Physics 217

Methods of Theoretical Physics

Spring 2007

Instructor: / Daniel Holland
Email: /
Office: / Moulton 313C
Phone: / 438-3243
Office Hours / MWF 10-11 or by appointment
Course Times / MWF 3:00-3:50 in MLT 309 / Regular Class
W 2:00-2:50 in MLT 309 / Discussion Section
Text: / S. Hassani, Mathematical Methods for Students of Physics and Related Fields.
Other Books: / H. M. Schey, Div, Grad, Curl and All That. / Great book about exactly what the title says. I will keep my copy in the Physics office.
D. J. Griffiths, Introduction to Electrodynamics. / The first chapter does a nice review of vector calculus. This is the traditional book for Physics 240.
G. R. Fowles and G. L. Cassiday, Analytical Mechanics / The first chapter of this book also does a nice review of vector calculus as applied to mechanics. Not quite as complete as Griffiths’ book. This is the traditional book for Physics 220
Copies of these books may be found in the physics conference room or the library. There are many other books on Mathematical Physics that you might like better. Of course you may also find your Calculus book to be helpful.

In going from the 100 to the 200 level classes, the nature of classes undergoes a remarkable transformation. In the 100 level classes the major emphasis is on learning physical concepts, (e.g. force, electricity and magnetism, thermodynamics) and developing physical intuition, with less emphasis on problem solving techniques. As such homework problems if they counted at all were a small part of the grade and most test questions were of the "plug and chug" nature. In the 200 level classes we begin to start developing problem solving techniques. A necessary corollary to this is that we also need to develop more sophisticated mathematical techniques. The primary purpose of this class is to help the student through these mathematical methods before they are forced to use them in conjunction with new physics.

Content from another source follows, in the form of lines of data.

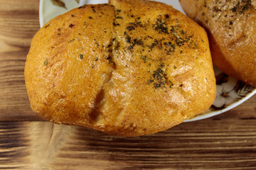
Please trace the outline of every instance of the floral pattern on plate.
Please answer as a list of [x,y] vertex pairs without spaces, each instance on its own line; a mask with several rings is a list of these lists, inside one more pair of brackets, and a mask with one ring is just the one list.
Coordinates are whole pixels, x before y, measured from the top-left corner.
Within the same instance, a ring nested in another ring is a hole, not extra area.
[[[157,1],[172,5],[175,8],[183,12],[178,0],[159,0]],[[78,2],[77,0],[41,0],[39,10],[41,26],[43,27],[47,21],[55,16],[80,5],[107,3],[107,0],[80,0],[79,3]],[[58,4],[56,5],[56,3]],[[64,3],[65,6],[62,3]],[[255,87],[229,76],[217,68],[214,68],[214,72],[216,78],[217,93],[213,104],[205,113],[184,122],[198,120],[220,114],[239,106],[256,94]]]

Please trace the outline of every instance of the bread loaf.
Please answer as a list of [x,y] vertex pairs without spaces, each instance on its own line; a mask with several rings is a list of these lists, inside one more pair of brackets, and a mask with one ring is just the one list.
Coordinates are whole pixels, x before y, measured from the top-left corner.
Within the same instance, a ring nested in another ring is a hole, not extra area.
[[145,0],[85,5],[52,19],[33,38],[25,79],[43,118],[127,137],[204,112],[216,88],[203,28]]
[[213,64],[256,86],[256,1],[180,0],[208,32]]

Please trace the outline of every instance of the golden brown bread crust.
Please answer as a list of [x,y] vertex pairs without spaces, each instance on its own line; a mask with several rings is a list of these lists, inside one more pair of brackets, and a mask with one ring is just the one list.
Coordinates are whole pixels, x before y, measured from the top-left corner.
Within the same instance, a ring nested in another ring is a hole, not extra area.
[[256,1],[180,0],[208,32],[213,64],[256,86]]
[[110,3],[73,9],[34,36],[25,67],[33,110],[119,136],[206,110],[215,82],[204,30],[164,4]]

Historically, one of the main stumbling blocks for students is the development of vector calculus. As such, a large portion of this class will be devoted to topics in this area. I will work with the students to ensure that the main points are getting through. A very tentative syllabus is given below.

Since realistic tests of your "problem solving capabilities" are difficult for one hour exams, the homework becomes a sizable portion of the grade. This semester the grading scale will be

Homework / 25%
Exams (2@25% each) / 50%
Final (non-comprehensive) / 25%

Even though the final is not comprehensive, you may still have to use some of the stuff from the early part of the course in order to actually do the stuff at the end. Homework problems should be written out neatly and turned in on time. If you have not completed a homework set, turn in what you have completed since partial credit is better than none. Late problems will be given 1/2 credit since problem solutions will be posted on the due date.

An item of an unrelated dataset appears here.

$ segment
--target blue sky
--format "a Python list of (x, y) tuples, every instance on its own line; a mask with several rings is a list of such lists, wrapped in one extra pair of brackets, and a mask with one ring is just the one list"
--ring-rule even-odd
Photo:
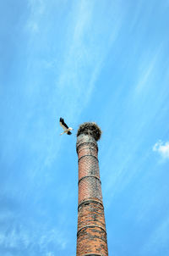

For exams you may have one sheet of paper with anything that you want on it plus the use of your mathematical handbook and/or your calculator. I would like to warn you to be careful about relying to heavily on the symbolic manipulator in your calculator, they don’t always give you the best form for the integrals we will be doing.

PHYSICS 217, SPRING 2007

TENTATIVE SYLLABUS

(This is very ambitious…We’ll see how it goes)

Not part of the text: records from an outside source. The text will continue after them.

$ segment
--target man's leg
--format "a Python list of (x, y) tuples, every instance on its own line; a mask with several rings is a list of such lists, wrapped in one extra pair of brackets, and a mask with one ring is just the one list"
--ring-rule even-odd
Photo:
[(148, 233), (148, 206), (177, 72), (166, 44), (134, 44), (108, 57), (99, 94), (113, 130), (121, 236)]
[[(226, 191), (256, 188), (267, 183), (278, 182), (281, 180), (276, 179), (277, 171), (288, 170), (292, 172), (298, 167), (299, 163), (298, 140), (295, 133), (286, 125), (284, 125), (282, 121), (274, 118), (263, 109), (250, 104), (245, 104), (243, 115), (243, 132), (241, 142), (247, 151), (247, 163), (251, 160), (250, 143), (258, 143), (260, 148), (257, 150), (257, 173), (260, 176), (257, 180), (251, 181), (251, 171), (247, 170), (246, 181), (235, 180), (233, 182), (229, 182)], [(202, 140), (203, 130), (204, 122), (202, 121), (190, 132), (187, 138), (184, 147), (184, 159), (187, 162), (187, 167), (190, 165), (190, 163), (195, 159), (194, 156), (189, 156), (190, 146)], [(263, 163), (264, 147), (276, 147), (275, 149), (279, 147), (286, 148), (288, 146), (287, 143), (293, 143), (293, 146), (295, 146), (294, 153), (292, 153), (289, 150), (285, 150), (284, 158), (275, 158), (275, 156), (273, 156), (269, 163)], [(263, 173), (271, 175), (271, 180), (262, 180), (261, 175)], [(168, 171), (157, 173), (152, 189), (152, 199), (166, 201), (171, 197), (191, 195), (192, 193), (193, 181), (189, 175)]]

Dates / Chapter(s) / Topics
Jan 15 – Jan 19 / Chapter 1 / Vectors
Dot product, cross product
Jan 22 – Jan 26 / Chapters 1 & 2 / Coordinate Systems/Differentiation
Vectors in spherical, cylindrical an Cartesian coordinates
Relations between unit vectors.
Jan 29 – Feb 02 / Chapters 2 / Differentiation
Everything is a straight line on a small enough scale.
Partial derivatives, differentials, chain rule
Feb 05– Feb 09 / Chapter 2 & 3 / Differentiation/Integration
Elements of length, area and volume.
Integration means sum.
Feb 12 – Feb 16 / Chapter 3 / Integration
Applications, single integrals
Feb 19 – Feb 23 / Chapter 3 / Integration
Double and Triple Integrals/Applications
Feb 26 – Mar 02 / Chapter 3 & 8 / Integration/Infinite Series
Double and Triple Integrals/Applications continued
Begin Vector Analysis
Mar 05 – Mar 09 / Chapter 8 / Vector Analysis
Solid Angle, Derivatives of vectors, Gradient.
Mar 12 – Mar 16 / Travel Brochure / Spring Break: Applied solar energy and fluid mechanics.
Mar 19 – Mar 23 / Chapter 8 / Vector Analysis
Flux, Flux density, Divergence Theorem, Continuity Equation.
Mar 26 – Mar 30 / Chapter 8 / Vector Analysis
Line Integrals, Curl, Stokes Theorem, Conservative Vector Fields,
Apr 02 – Apr 06 / Chapters 5 / Infinite Series
Infinite series, convergence, operations on a series
Apr 09 – Apr 13 / Chapter 5 / Infinite Series
Series of functions, Power series, Taylor series
Apr 16 – Apr 20 / Chapter 5 / Applications Infinite Series
Fourier Series.
Apr 23 – Apr 27 / Chapter 9 / Complex Arithmetic
Cartesian/Polar form of complex numbers, Addition, Multiplication, Roots.
Apr 30– May 04
5/4 Last Day / Chapter 9 / Complex Arithmetic
Fourier Series revisited, Complex Functions
Complex Integration
(Possibly Introduction to ODE.)

Final Exam: Monday May 7, 2007 1:00 PM